Intersections No. 42 · Fall 2015

There seem to be very few “commons” left. Indeed, if someone should utters this quaint, traditional term, there is a good chance he or she is referring to a central dining hall on one of our campuses. (Quaint, traditional words have a way of sticking around longer in small, church-related colleges and universities; others include “liberal arts,” “collegiate,” and “calling.”) As a term to indicate those natural or cultural resources that are shared by all (common land to graze livestock, a park for all to enjoy, public art for many to behold, clean water for the taking, and so on), “the commons” seem to be not only an outdated term but also an outdated idea. Increasingly, industries within our global economy privatize and sell what used to be shareable, public goods—or pollute and make unusable what is left. Most of us adjust accordingly to this tragedy of the commons—happily buying bottled water and sometimes even paying for access to toilets.

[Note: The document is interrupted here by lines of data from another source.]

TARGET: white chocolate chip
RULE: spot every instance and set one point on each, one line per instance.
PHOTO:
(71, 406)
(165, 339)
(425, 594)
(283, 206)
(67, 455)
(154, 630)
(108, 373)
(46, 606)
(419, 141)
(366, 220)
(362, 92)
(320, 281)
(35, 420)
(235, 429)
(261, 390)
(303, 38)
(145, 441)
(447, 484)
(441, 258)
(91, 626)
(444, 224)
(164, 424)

And how about education? Have we come to consider education as private property—another commodity to be securely transacted between our institutions (the sellers) and our students (the buyers and consumers)? More to the point: What and whom is higher education for? Is it primarily to credential the educated—full stop? Or does it also emanate outward, bettering those who haven’t paid for it but still receive the service of others, those who are freed along with those educated in the art of making free? One irony of church-related, so-called “private” colleges and universities in the United States is that they may be one of the least fully-privatized resources left. At best, education is for vocation, and vocation is always a calling on behalf of the common good. Church-related colleges know and teach this.

The essays in this issue of Intersections lift up the common good and show how education for vocation strives to preserve and strengthen it. Most were delivered at the 2015 Vocation of a Lutheran College Conference at Augsburg College under the theme, “Vocation and the Common Good.” Among the authors are some leaders of the “vocation conversation” (Samuel Torvend, Paul Pribbenow, Kathi Tunheim, and Mark Wilhelm); others bring fresh perspectives to questions around technology use (Amy Weldon), draw on work with interfaith engagement to ensure that commonality does not dilute religious and cultural difference (Rahuldeep Singh Gill), or claim that support for the common good might entail very ordinary—but no less important—service (René Johnson).

Two short announcements to close: First, please be aware that Intersections is now also published online through Digital Commons, an open source database for scholarly work; see more information and the web address on page 4. Second, please look for a special anniversary edition of Intersections in Spring 2016, which will showcase some of our twenty years of reflecting on the intersection of faith, learning, and the vocation of Lutheran higher education.